See docs/internal/plans/commercialization-roadmap.md for full business model and go-to-market strategy.

Phase 1: "AgentBoot Builds Itself" -- COMPLETE

AgentBoot compiles its own personas and uses them when developing itself.

What shipped:

6 core traits authored and composed into 4 personas
Build pipeline: validate, compile, sync (all end-to-end)
Configuration schema (agentboot.config.json)
Claude Code native output: agents, skills, rules, CLAUDE.md with @imports
Always-on instructions (baseline and security)
Unit and integration tests for the build pipeline

Phase 2: "Usable by Others" -- COMPLETE

Any repo can install AgentBoot personas via CLI. Install, scaffolding, diagnostics, and uninstall all work.

What shipped:

Scope merging (org to group to team to repo)
Full CLI: build, validate, sync, install, status, doctor, uninstall
Scaffolding: add persona, add trait
Cross-platform output: standalone SKILL.md, copilot-instructions.md
PERSONAS.md auto-generation
Gotchas rules (path-scoped knowledge)
Static prompt linting (agentboot lint)
Token budget calculation at build time
Prompt style guide baked into scaffolding templates
Repo platform switching (agentboot config repo platform)
First-session welcome fragment for developer onboarding
Manifest tracking for managed files (.agentboot-manifest.json)

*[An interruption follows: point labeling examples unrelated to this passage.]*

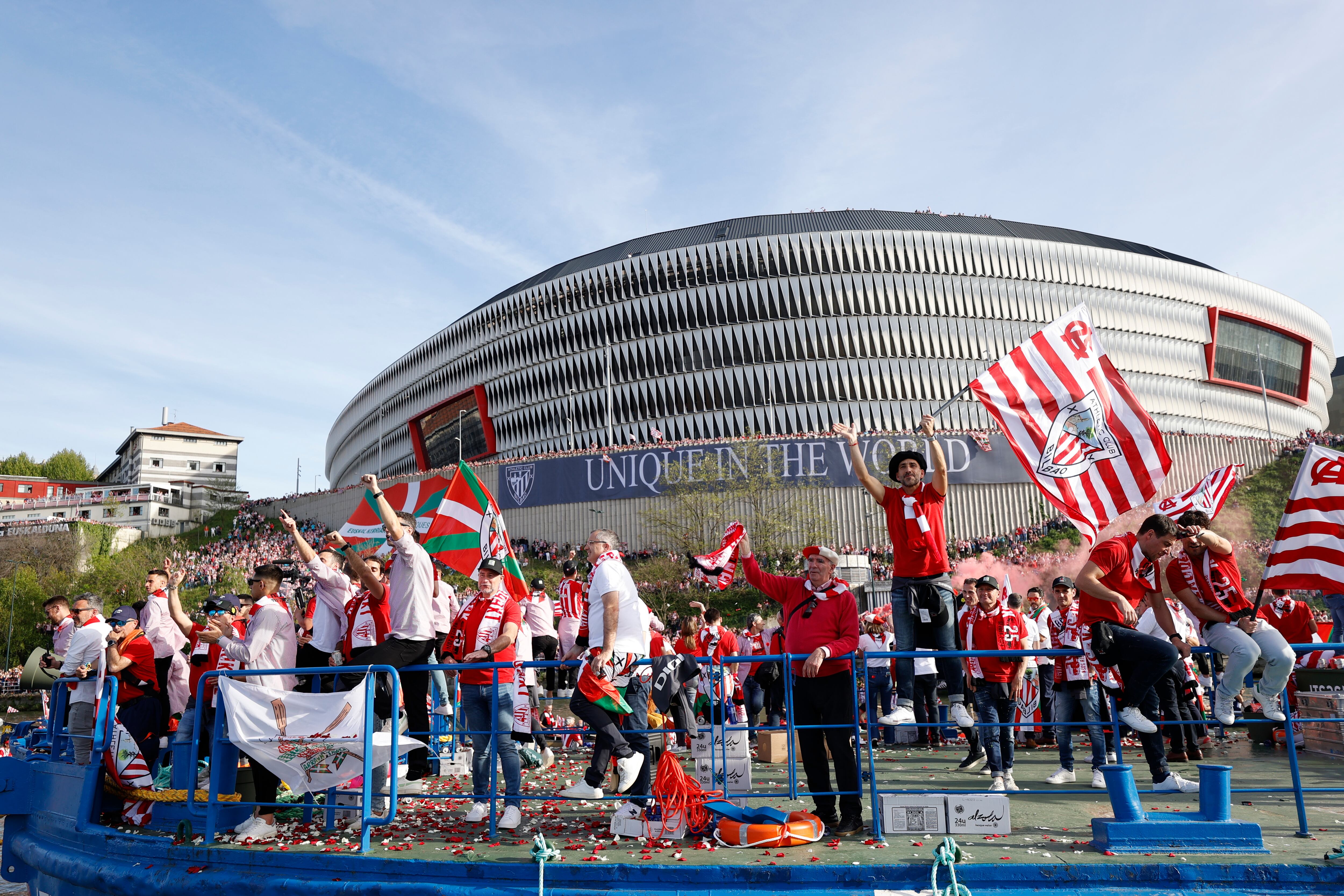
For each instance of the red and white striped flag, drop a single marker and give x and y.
(1209, 495)
(1308, 551)
(1076, 425)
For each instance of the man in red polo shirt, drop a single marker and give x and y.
(820, 621)
(131, 658)
(921, 588)
(1117, 576)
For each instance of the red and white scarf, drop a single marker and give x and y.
(1069, 633)
(1216, 588)
(918, 535)
(482, 617)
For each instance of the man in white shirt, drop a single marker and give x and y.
(85, 655)
(617, 639)
(333, 590)
(271, 644)
(158, 625)
(410, 641)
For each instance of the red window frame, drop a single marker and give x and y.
(488, 429)
(1304, 385)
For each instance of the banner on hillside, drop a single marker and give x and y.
(647, 472)
(365, 529)
(1076, 425)
(310, 741)
(467, 529)
(1209, 495)
(1307, 551)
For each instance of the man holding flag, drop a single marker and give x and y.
(410, 593)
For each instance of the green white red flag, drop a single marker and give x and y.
(468, 529)
(365, 529)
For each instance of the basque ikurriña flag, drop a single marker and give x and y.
(1076, 425)
(1307, 551)
(468, 527)
(365, 529)
(1209, 495)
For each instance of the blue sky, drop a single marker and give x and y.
(245, 210)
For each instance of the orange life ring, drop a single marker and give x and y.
(800, 828)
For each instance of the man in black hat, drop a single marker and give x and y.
(921, 586)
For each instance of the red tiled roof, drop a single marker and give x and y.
(183, 428)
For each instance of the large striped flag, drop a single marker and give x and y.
(468, 529)
(1076, 425)
(1209, 495)
(365, 529)
(1308, 551)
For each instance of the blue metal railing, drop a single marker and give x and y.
(57, 739)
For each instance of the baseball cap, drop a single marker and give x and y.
(826, 553)
(124, 615)
(224, 602)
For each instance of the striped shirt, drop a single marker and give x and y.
(573, 601)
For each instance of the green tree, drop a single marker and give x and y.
(69, 464)
(19, 465)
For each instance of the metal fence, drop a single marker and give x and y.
(444, 742)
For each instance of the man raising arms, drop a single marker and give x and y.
(921, 589)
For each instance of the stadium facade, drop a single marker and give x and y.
(784, 324)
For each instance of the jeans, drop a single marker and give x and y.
(1335, 602)
(476, 707)
(1066, 702)
(397, 654)
(1143, 662)
(944, 639)
(1242, 651)
(995, 706)
(878, 691)
(828, 702)
(611, 739)
(80, 726)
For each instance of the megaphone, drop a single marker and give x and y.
(34, 676)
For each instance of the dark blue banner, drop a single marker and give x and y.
(650, 471)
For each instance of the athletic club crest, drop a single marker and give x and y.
(1078, 438)
(521, 480)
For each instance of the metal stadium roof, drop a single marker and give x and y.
(834, 221)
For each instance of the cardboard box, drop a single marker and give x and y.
(914, 813)
(732, 743)
(773, 746)
(733, 777)
(979, 815)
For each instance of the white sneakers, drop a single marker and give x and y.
(1138, 720)
(581, 790)
(900, 716)
(1062, 777)
(627, 772)
(1271, 706)
(1224, 710)
(1175, 782)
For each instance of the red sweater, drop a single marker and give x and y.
(832, 625)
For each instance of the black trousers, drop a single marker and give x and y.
(163, 666)
(548, 648)
(310, 656)
(828, 702)
(398, 654)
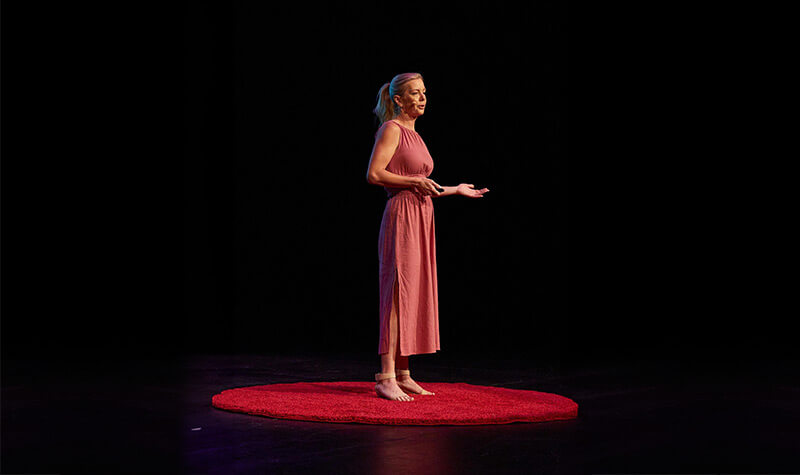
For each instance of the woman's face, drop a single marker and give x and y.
(413, 99)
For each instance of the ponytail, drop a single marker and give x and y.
(386, 108)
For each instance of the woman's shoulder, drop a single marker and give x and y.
(383, 130)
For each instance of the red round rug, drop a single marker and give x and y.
(356, 401)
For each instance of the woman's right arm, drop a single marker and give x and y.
(386, 143)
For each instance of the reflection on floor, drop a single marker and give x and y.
(155, 416)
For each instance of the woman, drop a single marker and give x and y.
(400, 162)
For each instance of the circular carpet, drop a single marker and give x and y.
(356, 401)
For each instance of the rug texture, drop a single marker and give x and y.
(356, 402)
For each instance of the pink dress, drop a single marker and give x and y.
(407, 253)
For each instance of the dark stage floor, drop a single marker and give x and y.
(153, 416)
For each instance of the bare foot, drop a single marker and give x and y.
(388, 388)
(409, 385)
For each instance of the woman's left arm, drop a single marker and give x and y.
(464, 189)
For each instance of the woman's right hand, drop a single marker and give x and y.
(426, 186)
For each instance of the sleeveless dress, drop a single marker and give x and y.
(407, 253)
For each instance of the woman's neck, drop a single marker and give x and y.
(406, 120)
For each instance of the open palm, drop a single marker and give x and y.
(468, 190)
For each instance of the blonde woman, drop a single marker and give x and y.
(400, 162)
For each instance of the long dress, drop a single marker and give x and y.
(407, 253)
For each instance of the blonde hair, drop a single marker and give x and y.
(386, 108)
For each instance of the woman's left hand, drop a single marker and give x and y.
(468, 190)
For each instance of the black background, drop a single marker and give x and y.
(193, 181)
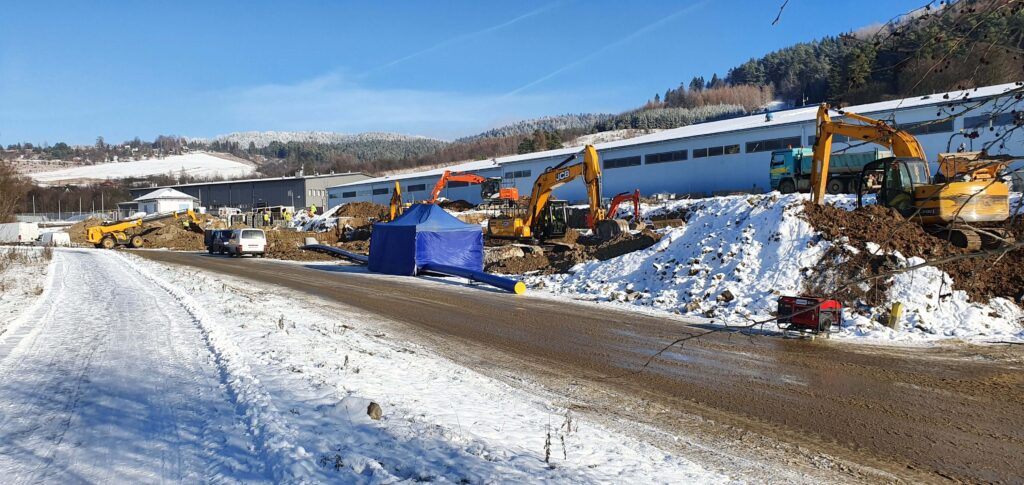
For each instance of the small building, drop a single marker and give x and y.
(249, 194)
(165, 200)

Phase 3: "Ship It" -- COMPLETE

AgentBoot is distributable as a Claude Code plugin with compliance and privacy foundations in place.

What shipped:

Plugin packaging (plugin.json, agents, skills, hooks)
agentboot export --format plugin and agentboot publish
Private marketplace template (marketplace.json)
N-tier scope model (flexible node hierarchy replaces fixed groups/teams)
Extended scaffolding: add gotcha, add domain, add hook
Per-persona extensions (extend without modifying base)
Domain layers (agentboot.domain.json)
Compliance hooks: input scanning (UserPromptSubmit) and output scanning (Stop)
Audit trail hooks (SubagentStart/Stop, PostToolUse)
Telemetry: NDJSON output with canonical schema, configurable developer identity
Three-tier privacy model (Private, Privileged, Organizational)
Managed settings artifact generation
Sync via GitHub API with PR creation mode
MCP configuration generation (.mcp.json)
Brew tap distribution
Model selection matrix documentation
ACKNOWLEDGMENTS.md (prior art credit)

Phase 4: "Core Pipeline" -- COMPLETE

Establish the foundational systems that everything else builds on: composition types for scope merging, lexicon for context compression, AGENTS.md for universal reach, provider abstraction for import, and install completion.

Shipped:

Two-path install -- interactive onboarding with tab-completing directory selection, agent tool discovery, org slug inference, inline import
Import system -- scan, LLM classify, composition type assignment, prompts as code
Composition type classification -- rule/preference defaults per artifact, composition_type in staging files, frontmatter injection on apply
Lexicon classification -- lexicon as artifact type in import classifier, prompt, and schema
Persona classification -- persona as artifact type in import classifier
Agent tool discovery -- install learns which tools the org uses, derives output formats
Multi-provider foundation -- agents config section, Claude auth flow, billing disclosure
Prompts as code -- scripts/prompts/ directory with loader, --isolated testing mode
Doctor --fix and config writes

Planned:

Composition type core -- composition frontmatter field parser, CompositionConfig in config, composition-manifest.json generation in compile, composition-aware mergeScopes() in sync
Lexicon artifact -- core/lexicon/ directory with YAML term definitions, compilation first in pipeline, compact glossary block output
AGENTS.md output -- generate the universal cross-tool agent config standard
Persona-as-subagent -- compile personas to .claude/agents/*.md with tool restrictions
LLM provider abstraction -- LLMProvider interface, ClaudeCodeProvider, ManualProvider, resolveProvider() from config
Install completion -- same-org repo registration, type reference cleanup
Token budget enforcement -- agentboot lint token counting per persona
Expand AgentBootConfig.agents -- llmModel, billingAcknowledged fields

Phase 5: "Cross-Platform & Import" -- DONE (v0.5.0, 2026-04-04)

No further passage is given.